Table 4 RESULTS OF BLINDFOLDING TEST |
|
Q2 value | |
Construct Cross-validated Redundancy | |
interest | 0.1274 |
Construct Cross-validated Communality | |
exchange | 0.2035 |
inflation | 0.1556 |
interest | 0.4329 |
output | 0.3518 |
trade | 0.7613 |
Note: A Q2 statistic is less than zero means that the model lacks predictive relevance whereas the Q2 values 0.02, 0.15 and 0.35 indicate that the variable has a small, medium or large predictive relevance.
Analysis of interest rate determinants involving Taylor rule framework in India suggests that monetary policy appeared more reactive to the inflation gap than to the output gap. Some studies that analysed interest rate movements in India also advocated the inclusion of other macroeconomic variables in modeling interest rate.

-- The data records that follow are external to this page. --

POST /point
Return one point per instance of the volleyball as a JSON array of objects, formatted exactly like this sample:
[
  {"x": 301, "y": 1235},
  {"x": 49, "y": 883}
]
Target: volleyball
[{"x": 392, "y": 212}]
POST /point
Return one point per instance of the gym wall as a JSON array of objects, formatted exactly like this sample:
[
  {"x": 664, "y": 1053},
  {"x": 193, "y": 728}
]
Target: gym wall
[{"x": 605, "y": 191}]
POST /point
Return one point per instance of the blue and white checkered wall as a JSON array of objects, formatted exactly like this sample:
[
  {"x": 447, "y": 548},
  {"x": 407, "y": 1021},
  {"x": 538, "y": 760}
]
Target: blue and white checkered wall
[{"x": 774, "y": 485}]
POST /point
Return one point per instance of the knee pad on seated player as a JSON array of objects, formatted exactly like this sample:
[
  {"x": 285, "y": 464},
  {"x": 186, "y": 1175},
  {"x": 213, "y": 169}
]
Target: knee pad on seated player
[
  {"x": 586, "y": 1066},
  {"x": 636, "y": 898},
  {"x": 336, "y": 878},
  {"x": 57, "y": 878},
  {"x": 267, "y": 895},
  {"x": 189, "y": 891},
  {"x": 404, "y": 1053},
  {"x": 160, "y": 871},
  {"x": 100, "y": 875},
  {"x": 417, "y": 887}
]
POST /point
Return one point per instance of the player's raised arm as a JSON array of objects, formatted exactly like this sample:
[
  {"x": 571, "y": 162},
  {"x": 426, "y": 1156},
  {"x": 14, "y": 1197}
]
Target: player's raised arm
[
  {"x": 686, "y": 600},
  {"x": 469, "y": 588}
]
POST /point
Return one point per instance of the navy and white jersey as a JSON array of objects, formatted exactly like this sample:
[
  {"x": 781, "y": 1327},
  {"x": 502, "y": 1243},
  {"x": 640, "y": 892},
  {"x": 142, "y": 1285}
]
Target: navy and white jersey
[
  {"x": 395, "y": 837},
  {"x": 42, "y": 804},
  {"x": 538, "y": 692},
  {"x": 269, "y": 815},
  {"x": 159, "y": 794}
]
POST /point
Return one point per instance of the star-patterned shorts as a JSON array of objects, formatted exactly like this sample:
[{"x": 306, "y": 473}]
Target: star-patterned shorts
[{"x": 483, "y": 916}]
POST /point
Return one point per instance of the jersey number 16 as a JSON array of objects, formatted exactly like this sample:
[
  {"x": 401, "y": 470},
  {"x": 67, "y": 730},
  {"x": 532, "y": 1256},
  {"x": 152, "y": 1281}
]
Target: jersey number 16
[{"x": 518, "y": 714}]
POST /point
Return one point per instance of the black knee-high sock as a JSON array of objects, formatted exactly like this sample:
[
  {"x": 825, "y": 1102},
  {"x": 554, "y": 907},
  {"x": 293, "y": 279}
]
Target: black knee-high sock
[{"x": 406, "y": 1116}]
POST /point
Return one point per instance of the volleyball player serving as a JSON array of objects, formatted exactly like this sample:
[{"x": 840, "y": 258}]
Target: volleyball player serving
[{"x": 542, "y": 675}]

In the study, we tried to examine the relationship of interest rate with other macroeconomic latent variables/constructs using Partial Least Squares (PLS), where Inflation, Interest rate, Output gap, foreign trade and Exchange rate were assumed to be independent variables that determine interest rates. Any changes of the value of these latent variables are likely to be reflected by various outcomes (indicators).
Use of the PLS method has been increasing in recent years because of its ability to model latent constructs that are uncontaminated by measurement error under conditions of nonnormality and with small to medium sample sizes. The PLS is useful for testing complex models with multiple variables and is particularly beneficial when the relationship among the variables cannot be captured using a single regression equation. The path diagram of the PLS model is given in Figure 1.
The analysis of the path model shows that both the measurement model and structural model fulfilled an acceptable model fit criterion as measured by various tests. The t-value of the path coefficients validated the significance of the structural model. Significance levels of all indicator loadings and path coefficients were less than 0.01 and accordingly the strength of the relationship between interest rate and other variables were tested and found to be highly significant. It was found that all indicators used to explain the interest rate changes were useful as evident from their statistical measures. Another interesting observation was that the WPI based inflation measure had a much higher impact compared to the CPI measured inflation measure as WPI is the most widely used inflation indicator in India.